Hi Jassi,
On Tue, 18 Apr 2023 at 20:58, Jassi Brar jaswinder.singh@linaro.org wrote:
On Tue, 18 Apr 2023 at 20:46, Simon Glass sjg@chromium.org wrote:
Hi,
On Fri, 14 Apr 2023 at 07:53, Michal Simek michal.simek@amd.com wrote:
On 4/10/23 06:25, Jassi Brar wrote:
On Wed, 29 Mar 2023 at 15:02, Simon Glass sjg@chromium.org wrote:
Hi,
On Tue, 28 Mar 2023 at 10:16, jassisinghbrar@gmail.com wrote:
From: Masami Hiramatsu masami.hiramatsu@linaro.org
Add 'mkfwumdata' tool to generate FWU metadata image for the meta-data partition to be used in A/B Update imeplementation.
Signed-off-by: Masami Hiramatsu masami.hiramatsu@linaro.org Signed-off-by: Sughosh Ganu sughosh.ganu@linaro.org Signed-off-by: Jassi Brar jaswinder.singh@linaro.org
tools/Kconfig | 9 ++ tools/Makefile | 4 + tools/mkfwumdata.c | 334 +++++++++++++++++++++++++++++++++++++++++++++ 3 files changed, 347 insertions(+) create mode 100644 tools/mkfwumdata.c
Can you please look at putting this in binman instead, since we would rather not have another tool with no tests.
Must I do that?

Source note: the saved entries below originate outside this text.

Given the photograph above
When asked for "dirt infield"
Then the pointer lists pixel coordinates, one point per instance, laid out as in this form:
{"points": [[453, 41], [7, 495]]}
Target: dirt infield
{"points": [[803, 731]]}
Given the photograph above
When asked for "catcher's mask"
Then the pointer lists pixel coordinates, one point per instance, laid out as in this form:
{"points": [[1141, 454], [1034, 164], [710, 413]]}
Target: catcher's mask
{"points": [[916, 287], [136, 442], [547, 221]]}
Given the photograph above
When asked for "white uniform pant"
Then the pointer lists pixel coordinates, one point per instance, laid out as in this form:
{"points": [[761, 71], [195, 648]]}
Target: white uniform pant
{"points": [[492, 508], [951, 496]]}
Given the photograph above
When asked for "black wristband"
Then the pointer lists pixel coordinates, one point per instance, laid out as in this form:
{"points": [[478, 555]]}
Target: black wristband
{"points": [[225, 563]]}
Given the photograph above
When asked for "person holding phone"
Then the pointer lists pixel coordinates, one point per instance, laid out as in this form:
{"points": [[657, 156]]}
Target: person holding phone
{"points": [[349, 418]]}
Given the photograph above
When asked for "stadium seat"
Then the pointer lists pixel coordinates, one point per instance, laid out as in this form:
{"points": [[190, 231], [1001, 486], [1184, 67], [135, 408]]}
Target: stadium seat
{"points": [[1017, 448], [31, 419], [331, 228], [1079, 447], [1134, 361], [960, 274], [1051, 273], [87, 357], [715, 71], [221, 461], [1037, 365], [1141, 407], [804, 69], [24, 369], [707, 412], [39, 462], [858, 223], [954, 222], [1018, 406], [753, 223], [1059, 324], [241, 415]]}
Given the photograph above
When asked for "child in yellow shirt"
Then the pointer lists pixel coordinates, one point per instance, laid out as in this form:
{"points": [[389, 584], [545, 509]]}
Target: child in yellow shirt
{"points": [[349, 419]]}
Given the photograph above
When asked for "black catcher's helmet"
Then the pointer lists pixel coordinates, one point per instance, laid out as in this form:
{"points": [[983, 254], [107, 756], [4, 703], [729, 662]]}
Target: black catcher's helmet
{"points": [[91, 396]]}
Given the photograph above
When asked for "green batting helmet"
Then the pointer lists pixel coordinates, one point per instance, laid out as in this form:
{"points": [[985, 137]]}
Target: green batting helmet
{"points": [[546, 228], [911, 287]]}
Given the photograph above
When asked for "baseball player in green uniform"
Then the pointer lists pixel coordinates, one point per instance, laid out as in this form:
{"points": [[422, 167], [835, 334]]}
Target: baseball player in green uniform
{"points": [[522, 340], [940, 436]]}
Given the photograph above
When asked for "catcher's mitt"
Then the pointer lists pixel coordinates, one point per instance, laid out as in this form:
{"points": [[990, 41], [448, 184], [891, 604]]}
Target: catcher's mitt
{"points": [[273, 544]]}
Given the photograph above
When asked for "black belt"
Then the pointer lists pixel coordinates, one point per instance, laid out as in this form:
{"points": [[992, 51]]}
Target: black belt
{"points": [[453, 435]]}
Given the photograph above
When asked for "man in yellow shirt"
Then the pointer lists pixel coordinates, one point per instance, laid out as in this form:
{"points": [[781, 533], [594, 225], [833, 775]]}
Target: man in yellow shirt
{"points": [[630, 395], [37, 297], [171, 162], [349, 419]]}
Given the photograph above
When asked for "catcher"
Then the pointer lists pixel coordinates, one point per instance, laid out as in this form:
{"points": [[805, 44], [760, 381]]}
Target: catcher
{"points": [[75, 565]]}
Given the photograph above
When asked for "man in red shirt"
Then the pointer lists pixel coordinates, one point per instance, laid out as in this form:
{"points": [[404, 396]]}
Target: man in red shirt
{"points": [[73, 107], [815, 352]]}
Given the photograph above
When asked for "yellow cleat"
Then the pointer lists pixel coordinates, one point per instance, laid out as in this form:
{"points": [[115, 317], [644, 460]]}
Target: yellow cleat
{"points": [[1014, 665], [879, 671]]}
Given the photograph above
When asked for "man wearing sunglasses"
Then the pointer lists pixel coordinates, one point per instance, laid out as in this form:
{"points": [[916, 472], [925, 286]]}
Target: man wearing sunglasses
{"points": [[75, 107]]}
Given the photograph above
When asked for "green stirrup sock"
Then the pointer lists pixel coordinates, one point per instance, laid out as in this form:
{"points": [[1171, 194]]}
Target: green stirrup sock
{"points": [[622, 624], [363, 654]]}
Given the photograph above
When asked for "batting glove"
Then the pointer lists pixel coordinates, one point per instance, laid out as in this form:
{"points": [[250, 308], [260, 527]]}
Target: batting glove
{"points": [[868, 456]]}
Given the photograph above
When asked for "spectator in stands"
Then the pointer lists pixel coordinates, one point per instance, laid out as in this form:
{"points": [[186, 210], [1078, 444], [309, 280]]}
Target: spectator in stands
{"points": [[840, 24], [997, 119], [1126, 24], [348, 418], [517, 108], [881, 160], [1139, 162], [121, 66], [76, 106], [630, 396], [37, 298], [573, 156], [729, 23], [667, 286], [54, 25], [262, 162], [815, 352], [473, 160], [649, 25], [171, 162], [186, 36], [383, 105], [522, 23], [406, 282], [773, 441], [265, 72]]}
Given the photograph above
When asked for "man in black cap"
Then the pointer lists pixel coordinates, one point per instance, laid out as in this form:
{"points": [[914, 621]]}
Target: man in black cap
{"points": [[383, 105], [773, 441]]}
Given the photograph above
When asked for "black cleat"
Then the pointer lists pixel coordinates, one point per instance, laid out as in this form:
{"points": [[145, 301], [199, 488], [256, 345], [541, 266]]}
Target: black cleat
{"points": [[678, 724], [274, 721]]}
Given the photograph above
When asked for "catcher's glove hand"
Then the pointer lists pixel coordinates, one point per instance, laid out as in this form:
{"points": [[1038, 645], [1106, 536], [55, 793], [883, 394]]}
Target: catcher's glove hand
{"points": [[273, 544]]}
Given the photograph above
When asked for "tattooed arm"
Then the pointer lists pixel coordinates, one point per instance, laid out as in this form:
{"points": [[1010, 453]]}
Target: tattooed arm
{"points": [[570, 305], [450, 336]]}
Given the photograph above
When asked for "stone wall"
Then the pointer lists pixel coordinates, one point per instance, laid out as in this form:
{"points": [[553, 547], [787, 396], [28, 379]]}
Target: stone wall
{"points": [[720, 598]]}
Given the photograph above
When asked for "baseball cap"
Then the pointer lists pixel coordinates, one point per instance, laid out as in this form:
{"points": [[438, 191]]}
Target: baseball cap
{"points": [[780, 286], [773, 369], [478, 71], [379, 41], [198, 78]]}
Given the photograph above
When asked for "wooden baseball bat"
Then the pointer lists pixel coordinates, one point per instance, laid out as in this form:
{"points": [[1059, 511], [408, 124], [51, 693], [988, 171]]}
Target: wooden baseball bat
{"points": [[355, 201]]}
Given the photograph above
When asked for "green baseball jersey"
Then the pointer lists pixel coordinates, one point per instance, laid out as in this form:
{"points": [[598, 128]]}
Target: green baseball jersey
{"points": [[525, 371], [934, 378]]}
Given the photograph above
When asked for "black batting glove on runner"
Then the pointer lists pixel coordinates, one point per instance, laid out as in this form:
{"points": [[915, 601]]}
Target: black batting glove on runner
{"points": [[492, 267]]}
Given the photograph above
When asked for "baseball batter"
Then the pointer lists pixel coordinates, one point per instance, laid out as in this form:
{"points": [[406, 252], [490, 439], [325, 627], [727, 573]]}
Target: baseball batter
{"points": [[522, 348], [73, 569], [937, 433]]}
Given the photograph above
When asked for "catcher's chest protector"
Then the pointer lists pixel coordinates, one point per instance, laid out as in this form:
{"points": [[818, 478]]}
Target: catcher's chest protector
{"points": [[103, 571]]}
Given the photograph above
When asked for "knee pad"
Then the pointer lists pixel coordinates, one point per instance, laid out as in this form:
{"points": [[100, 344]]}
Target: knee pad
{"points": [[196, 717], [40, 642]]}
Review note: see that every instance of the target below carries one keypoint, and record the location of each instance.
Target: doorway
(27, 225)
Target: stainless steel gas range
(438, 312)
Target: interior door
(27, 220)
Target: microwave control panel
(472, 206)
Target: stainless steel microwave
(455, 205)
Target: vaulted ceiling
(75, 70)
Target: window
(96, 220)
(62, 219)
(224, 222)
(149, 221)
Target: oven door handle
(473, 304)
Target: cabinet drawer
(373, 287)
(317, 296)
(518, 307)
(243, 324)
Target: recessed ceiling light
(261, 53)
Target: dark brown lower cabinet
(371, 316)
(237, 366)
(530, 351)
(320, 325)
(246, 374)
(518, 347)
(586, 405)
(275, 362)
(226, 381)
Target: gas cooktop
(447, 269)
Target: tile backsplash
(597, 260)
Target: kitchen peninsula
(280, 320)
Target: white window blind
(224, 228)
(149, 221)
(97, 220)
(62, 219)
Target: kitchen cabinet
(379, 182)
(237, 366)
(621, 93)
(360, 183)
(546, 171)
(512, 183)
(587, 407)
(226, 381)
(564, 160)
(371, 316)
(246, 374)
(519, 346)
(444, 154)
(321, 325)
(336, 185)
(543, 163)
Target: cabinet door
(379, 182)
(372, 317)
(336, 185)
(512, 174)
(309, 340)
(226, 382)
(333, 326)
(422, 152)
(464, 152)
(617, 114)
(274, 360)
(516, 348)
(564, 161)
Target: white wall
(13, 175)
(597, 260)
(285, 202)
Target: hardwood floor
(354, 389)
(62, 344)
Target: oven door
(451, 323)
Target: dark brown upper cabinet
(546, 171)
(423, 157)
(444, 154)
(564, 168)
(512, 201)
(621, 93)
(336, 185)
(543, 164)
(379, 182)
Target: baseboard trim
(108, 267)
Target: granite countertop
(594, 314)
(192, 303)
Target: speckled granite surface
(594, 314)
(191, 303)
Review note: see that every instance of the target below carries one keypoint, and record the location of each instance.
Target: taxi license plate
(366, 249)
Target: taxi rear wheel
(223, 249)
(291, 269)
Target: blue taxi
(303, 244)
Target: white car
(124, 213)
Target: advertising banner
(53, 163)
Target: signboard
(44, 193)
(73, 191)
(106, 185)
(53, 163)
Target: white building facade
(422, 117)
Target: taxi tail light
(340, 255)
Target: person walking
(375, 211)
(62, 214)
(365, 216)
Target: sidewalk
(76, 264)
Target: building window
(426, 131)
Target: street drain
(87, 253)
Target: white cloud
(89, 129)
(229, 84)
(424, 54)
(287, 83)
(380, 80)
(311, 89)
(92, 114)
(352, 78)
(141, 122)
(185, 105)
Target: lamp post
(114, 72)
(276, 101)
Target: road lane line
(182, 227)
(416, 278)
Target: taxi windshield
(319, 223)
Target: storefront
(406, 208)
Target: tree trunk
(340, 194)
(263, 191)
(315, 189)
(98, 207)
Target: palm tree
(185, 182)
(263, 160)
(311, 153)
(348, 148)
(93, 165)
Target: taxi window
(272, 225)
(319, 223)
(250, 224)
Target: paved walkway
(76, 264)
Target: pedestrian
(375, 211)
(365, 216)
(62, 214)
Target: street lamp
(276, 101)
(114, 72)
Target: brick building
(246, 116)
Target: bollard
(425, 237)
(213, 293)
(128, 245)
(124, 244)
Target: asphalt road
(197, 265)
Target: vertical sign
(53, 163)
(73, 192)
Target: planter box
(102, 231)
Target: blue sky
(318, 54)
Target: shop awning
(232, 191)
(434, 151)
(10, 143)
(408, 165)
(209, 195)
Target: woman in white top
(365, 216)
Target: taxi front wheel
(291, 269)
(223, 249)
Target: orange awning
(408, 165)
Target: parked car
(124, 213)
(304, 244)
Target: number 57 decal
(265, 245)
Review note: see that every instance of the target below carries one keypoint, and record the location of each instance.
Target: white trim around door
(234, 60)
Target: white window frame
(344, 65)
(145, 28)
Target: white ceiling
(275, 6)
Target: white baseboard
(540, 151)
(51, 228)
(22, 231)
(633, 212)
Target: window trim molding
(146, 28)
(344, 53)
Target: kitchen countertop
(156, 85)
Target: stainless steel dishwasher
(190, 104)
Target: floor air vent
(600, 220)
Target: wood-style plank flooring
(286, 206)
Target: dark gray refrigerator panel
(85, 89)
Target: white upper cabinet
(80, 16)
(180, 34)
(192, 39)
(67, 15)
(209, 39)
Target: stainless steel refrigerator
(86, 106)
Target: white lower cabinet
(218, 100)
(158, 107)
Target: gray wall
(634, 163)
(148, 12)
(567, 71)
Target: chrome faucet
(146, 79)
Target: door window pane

I have no history with binman and it seems the mkfwumdata.c would need to be rewritten in python?
I think it is about calling this utility from python not about rewriting it to python.
Yes that's the question. If this tool is for creating firmware updates, then how are they created? I would expect binman to handle this when U-Boot is built. Then you can build in some tests in binman perhaps?
The FWU meta-data format is specified in a standards document created by ARM and not tied to u-boot. U-Boot may not necessarily be the bootloader using the output of mkfwumdata. The u-boot/tools/ is more like a welcoming host.
Ideally mkfwumdata should be a reference implementation, also created by ARM. But it is trivial enough that nobody thought there could be any confusion about the format, I guess.
OK
How does one know what parameters to pass? Is the documentation for this tool elsewhere?
In the latest submission I also created a man-page for it.
Good
Where are the tests?
I am open to learning what could be tested and how.
Well normally we would have a binman test which uses the tool to create an image, then checks that it works. See ftest.py for some examples.
It is also unfortunate that this seems to be inventing yet another format (I recall that FIP was invented at one point also), when it could use FIT.
Hopefully it won't be that bad of a predicament after my explanation above.